Salt Based Fertilizers
Salt Based Fertilizers such as Ammonium Nitrate and Potassium Chloride inhibit the natural systems in the soil. Their use maximizes luxury growth of many crops (and weeds), but because tissue solute levels (BRIX%) are very low and leaf cuticles weak, crops are more vulnerable to insect attack. Increased insecticide and herbicide applications become necessary, further degrading the natural ecosystem in the soil.
As the soil ecosystem degrades, it opens niches for pathogenic fungi, nematodes and other non beneficial invaders to populate the soil, and the farmer must increase the use of fungicides, nematicides and insecticides to control damage and diseases caused by the offending invaders. One can begin to see how the use of toxic chemicals creates a never ending upward spiral in the use of chemical inputs and an equal, but biological activity, which can result in reduced profit margins.
Converting
Converting to an organic fertility program will increase the productivity and quality of any cropping system in the long run. The length of time it takes to convert to a more sustainable system (one that reduces the number of non renewable inputs) depends on the degree of degradation of the biological ecosystem, which is impacted by the following:
The addition of toxic substances to the system.
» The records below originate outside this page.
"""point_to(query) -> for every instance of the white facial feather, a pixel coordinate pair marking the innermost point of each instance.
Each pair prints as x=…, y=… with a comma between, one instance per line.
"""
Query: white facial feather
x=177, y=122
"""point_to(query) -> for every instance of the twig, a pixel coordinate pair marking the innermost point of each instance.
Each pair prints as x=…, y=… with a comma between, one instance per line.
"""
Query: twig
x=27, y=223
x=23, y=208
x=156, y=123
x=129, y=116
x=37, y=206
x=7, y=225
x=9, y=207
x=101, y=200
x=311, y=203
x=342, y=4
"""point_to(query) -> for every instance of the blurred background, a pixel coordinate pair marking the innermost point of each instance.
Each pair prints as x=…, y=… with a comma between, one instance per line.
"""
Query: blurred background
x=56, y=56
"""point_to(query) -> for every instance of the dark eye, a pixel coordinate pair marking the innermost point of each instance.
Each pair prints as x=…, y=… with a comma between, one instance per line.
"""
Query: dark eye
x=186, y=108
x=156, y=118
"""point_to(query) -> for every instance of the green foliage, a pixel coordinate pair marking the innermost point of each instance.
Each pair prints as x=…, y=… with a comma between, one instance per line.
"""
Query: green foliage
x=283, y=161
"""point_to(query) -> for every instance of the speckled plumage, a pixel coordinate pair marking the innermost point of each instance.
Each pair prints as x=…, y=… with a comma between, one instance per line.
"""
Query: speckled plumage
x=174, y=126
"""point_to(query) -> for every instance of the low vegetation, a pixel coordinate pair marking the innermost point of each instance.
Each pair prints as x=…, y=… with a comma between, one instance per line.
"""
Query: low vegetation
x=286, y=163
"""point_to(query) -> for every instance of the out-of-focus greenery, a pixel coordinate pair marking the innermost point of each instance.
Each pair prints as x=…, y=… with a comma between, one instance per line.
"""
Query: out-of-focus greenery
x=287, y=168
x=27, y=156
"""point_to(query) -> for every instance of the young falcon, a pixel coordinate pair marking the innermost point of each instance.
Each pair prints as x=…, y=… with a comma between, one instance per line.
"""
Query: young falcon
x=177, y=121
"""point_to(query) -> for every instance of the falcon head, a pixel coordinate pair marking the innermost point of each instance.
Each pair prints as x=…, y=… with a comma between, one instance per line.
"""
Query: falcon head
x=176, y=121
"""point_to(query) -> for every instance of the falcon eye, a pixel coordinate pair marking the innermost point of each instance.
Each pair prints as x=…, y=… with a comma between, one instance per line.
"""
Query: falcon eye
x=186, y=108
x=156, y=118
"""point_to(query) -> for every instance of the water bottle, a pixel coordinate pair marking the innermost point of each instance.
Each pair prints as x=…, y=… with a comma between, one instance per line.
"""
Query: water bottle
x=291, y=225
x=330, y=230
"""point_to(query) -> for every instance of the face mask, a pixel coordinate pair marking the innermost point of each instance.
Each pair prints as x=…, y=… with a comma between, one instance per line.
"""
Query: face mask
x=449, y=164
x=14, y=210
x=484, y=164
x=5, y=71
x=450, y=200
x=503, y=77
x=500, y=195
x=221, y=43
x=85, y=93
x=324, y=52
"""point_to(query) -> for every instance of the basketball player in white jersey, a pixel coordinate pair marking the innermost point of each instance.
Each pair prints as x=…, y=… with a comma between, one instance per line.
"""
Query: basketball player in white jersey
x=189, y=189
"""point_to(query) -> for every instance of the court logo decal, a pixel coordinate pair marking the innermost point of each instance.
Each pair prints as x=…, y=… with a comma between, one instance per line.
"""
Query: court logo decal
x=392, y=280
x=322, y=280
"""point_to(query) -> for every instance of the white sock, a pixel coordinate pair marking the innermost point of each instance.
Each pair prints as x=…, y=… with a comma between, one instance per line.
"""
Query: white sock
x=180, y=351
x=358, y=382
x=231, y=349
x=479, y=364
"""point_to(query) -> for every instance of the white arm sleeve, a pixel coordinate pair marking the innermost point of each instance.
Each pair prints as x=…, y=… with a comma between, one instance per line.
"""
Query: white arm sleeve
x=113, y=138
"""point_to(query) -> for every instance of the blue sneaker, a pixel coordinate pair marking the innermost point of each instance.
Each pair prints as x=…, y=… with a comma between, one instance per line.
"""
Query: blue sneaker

The continuous mono cropping in the absence of a viable crop rotation plan.
The lack of attention to soil chemical imbalance (i.e. base saturation percentage out of balance).
Soil compaction from the overuse of heavy machinery on the fields.
Practices that reduce the presence of organic matter in the top 6″ of soil.
Each of these factors must be addressed in some fashion, but it usually takes at least three years to see meaningful results; it takes time to detoxify the soil and open the soil pores so the soil microbes can multiply and begin releasing nutrients as crop need them.